The success of last year's United Way ads in Toronto gave the creative minds at the charity organization a very strong base on which to build this year's campaign.

The success of last year’s United Way ads in Toronto gave the creative minds at the charity organization a very strong base on which to build this year’s campaign.

‘Few things work as well as the truth. Anything else stinks of advertising,’ says Larry Gordon, creative director at Vickers & Benson Arnold, the campaign’s agency for the second year running.

United Way of Greater Toronto raised a total of $70 million in donations during 2000, up from $63 million in 1999. The increase is largely attributed to last year’s ads, which is why the team decided to use the same approach this year. The new campaign, which profiles poignant stories of real people in order to pluck on the heartstrings of potential donors, will be launched on September 9.

‘The overall focus of this campaign was to create an emotional connection between potential donors and the work that United Way does in helping people in various communities,’ says Gordon. ‘There are some details in the art direction which have changed this year, but the essence of the ads is the same.
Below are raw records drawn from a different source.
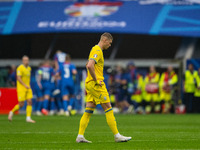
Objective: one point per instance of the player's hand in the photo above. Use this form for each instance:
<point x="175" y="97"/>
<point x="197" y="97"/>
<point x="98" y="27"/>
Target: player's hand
<point x="40" y="86"/>
<point x="98" y="82"/>
<point x="27" y="87"/>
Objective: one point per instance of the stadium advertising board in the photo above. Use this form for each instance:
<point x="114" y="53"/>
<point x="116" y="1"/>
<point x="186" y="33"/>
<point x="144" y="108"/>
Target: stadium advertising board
<point x="155" y="17"/>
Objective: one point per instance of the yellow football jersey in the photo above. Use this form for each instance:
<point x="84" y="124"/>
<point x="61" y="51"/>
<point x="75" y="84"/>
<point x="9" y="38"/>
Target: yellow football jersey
<point x="25" y="74"/>
<point x="97" y="55"/>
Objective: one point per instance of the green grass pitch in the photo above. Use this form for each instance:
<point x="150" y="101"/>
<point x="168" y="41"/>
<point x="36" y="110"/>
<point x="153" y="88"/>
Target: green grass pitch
<point x="59" y="132"/>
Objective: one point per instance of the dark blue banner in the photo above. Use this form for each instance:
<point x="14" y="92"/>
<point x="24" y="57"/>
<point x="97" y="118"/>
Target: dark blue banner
<point x="143" y="17"/>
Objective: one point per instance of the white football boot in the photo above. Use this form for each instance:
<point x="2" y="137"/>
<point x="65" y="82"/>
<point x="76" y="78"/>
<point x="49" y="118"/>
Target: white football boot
<point x="82" y="140"/>
<point x="38" y="113"/>
<point x="30" y="121"/>
<point x="122" y="138"/>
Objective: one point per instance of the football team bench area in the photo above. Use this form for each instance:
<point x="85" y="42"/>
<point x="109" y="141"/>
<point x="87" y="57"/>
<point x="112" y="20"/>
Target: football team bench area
<point x="152" y="131"/>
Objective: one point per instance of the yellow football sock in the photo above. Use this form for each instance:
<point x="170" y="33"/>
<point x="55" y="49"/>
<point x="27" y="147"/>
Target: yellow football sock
<point x="85" y="120"/>
<point x="110" y="118"/>
<point x="28" y="110"/>
<point x="15" y="108"/>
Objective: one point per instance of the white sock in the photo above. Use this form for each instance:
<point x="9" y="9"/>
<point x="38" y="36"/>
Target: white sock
<point x="80" y="135"/>
<point x="117" y="135"/>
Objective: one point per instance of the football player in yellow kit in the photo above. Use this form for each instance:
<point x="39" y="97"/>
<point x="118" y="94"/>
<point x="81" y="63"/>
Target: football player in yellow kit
<point x="24" y="91"/>
<point x="97" y="92"/>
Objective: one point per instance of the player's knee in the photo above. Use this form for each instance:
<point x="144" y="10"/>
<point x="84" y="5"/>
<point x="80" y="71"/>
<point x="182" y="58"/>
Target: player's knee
<point x="29" y="102"/>
<point x="21" y="104"/>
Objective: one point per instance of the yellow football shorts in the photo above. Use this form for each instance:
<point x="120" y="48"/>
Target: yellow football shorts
<point x="96" y="93"/>
<point x="152" y="97"/>
<point x="24" y="95"/>
<point x="165" y="96"/>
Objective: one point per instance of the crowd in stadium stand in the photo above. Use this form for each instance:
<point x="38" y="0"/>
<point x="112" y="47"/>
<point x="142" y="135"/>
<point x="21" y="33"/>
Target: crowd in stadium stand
<point x="130" y="91"/>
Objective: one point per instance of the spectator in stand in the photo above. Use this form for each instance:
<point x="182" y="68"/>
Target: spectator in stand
<point x="197" y="94"/>
<point x="59" y="58"/>
<point x="138" y="94"/>
<point x="152" y="91"/>
<point x="12" y="76"/>
<point x="122" y="80"/>
<point x="167" y="83"/>
<point x="189" y="87"/>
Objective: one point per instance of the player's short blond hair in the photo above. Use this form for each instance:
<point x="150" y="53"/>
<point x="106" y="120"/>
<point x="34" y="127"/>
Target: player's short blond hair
<point x="107" y="35"/>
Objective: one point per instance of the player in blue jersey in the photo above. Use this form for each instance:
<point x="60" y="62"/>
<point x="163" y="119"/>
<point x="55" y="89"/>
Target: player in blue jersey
<point x="67" y="71"/>
<point x="59" y="59"/>
<point x="56" y="94"/>
<point x="45" y="77"/>
<point x="38" y="90"/>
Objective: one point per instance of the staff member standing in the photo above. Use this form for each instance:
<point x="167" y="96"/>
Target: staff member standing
<point x="24" y="91"/>
<point x="189" y="87"/>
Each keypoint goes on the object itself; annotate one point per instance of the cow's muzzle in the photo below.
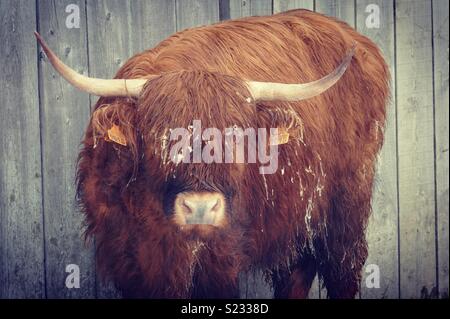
(200, 208)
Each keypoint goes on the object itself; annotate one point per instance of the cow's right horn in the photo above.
(271, 91)
(100, 87)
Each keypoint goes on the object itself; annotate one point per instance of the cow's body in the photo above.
(308, 217)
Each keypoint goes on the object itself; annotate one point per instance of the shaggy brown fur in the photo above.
(307, 218)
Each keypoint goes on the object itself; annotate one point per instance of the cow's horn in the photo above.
(269, 91)
(100, 87)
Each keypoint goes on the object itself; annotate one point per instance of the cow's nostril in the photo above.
(200, 208)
We didn’t want to walk away from that when it was working so well.’

Following the same format as last year, the multi-media campaign involves a series of three profiles of real people who have been helped by United Way. The subjects speak in their own words and in their own environment about the way their lives have changed as a result of help given by United Way-supported organizations.
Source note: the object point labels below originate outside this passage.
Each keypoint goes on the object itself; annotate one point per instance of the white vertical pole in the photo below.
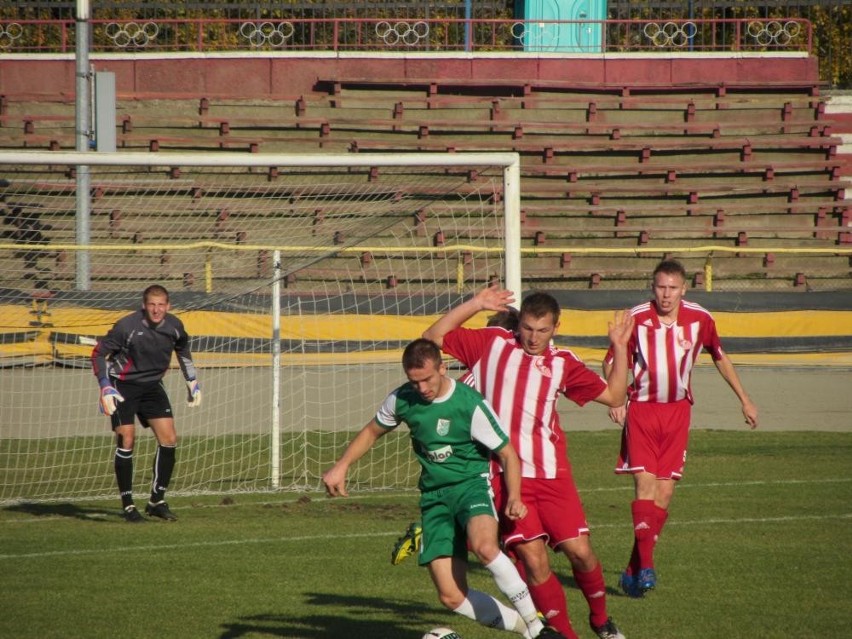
(275, 438)
(512, 229)
(83, 180)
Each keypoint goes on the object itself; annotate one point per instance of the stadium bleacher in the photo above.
(648, 166)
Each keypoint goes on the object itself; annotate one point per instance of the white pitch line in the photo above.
(239, 542)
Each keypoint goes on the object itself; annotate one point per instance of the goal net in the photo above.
(299, 278)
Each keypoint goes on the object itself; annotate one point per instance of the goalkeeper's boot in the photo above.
(549, 632)
(133, 516)
(629, 585)
(646, 580)
(607, 631)
(161, 510)
(408, 544)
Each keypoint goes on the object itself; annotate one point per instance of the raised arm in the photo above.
(619, 330)
(726, 368)
(335, 477)
(492, 298)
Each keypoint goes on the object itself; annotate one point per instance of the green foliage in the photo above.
(757, 543)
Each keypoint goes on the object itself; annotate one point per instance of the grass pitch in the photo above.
(758, 543)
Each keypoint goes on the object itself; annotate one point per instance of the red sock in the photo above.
(644, 528)
(633, 564)
(660, 517)
(592, 585)
(549, 600)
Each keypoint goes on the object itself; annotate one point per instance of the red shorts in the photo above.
(654, 439)
(554, 511)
The key difference this year is the distinctive touch of Toronto-based filmmaker, Deepa Mehta, who directed the acclaimed and controversial films, Fire and Earth, both of which are set in India.
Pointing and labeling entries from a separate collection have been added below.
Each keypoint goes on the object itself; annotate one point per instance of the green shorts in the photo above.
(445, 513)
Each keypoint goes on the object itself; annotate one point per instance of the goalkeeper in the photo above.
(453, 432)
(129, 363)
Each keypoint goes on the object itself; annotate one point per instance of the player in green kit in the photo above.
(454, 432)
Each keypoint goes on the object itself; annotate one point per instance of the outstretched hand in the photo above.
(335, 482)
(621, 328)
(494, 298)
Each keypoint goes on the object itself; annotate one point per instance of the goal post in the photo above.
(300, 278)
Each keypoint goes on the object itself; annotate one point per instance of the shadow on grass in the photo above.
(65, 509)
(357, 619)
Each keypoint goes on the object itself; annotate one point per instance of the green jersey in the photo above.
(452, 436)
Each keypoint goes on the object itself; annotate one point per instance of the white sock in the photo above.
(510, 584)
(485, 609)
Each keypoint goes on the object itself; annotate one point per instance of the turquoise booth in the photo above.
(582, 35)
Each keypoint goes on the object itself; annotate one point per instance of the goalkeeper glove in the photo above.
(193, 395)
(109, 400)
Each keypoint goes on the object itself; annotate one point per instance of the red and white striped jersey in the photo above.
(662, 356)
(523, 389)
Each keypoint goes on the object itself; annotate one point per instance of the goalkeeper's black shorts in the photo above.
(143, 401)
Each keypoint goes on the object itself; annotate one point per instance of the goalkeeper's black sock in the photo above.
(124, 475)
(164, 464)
‘Deepa Mehta was an incredible find for us,’ says Gordon. ‘Her work was as brilliant and as sensitive as it always is. She is a true storyteller.’

Mehta says she was delighted to be asked to direct the United Way profiles.

‘I have never done anything like this before and it gave me such a high because it was so real,’ she says. ‘I was inspired by the people who told their stories and by the amazing things they have achieved.’

Three 30-second spots were filmed for television and an 11-minute corporate video was produced to be presented to potential corporate donors.

‘The stories are all so powerful and full of tragedy, hope and realization,’ says Gordon. ‘The challenge was doing justice to each person in a 30-second spot.’

In one spot, Gladys, a pianist in her 80s, tells how United Way helped her get back on her feet and keep her house after she had suffered from cancer. The second spot features Rosa, a girl who became pregnant at the age of 14. United Way helped her to cope and deal with the consequences of motherhood. Finally, Junior talks about his experience of losing both parents to the Civil War in Congo. He eventually came to Canada to start a new life, with the aid of United Way.

The campaign also includes radio, magazine, newspaper ads, and Toronto transit ads, all based on the same three stories.

The print ads feature a photo of each individual, which has been torn apart and taped back together, to reflect the way in which United Way repairs damaged lives.

Judith John, VP of marketing and communications for the United Way of Greater Toronto, says, ‘We have hundreds of thousands of human interest stories to tell, but we chose these three because we were trying to show the range of people we help and the different services that United Way can provide.’

The only scripted line in the ads is the final tagline, which remains the same as last year: ‘Thanks. Your money got to me.’

John says, ‘We feel that the executions are better than last year and more cinematic and compelling. Deepa Mehta was able to interview the three people in a way that really brought out their true stories.’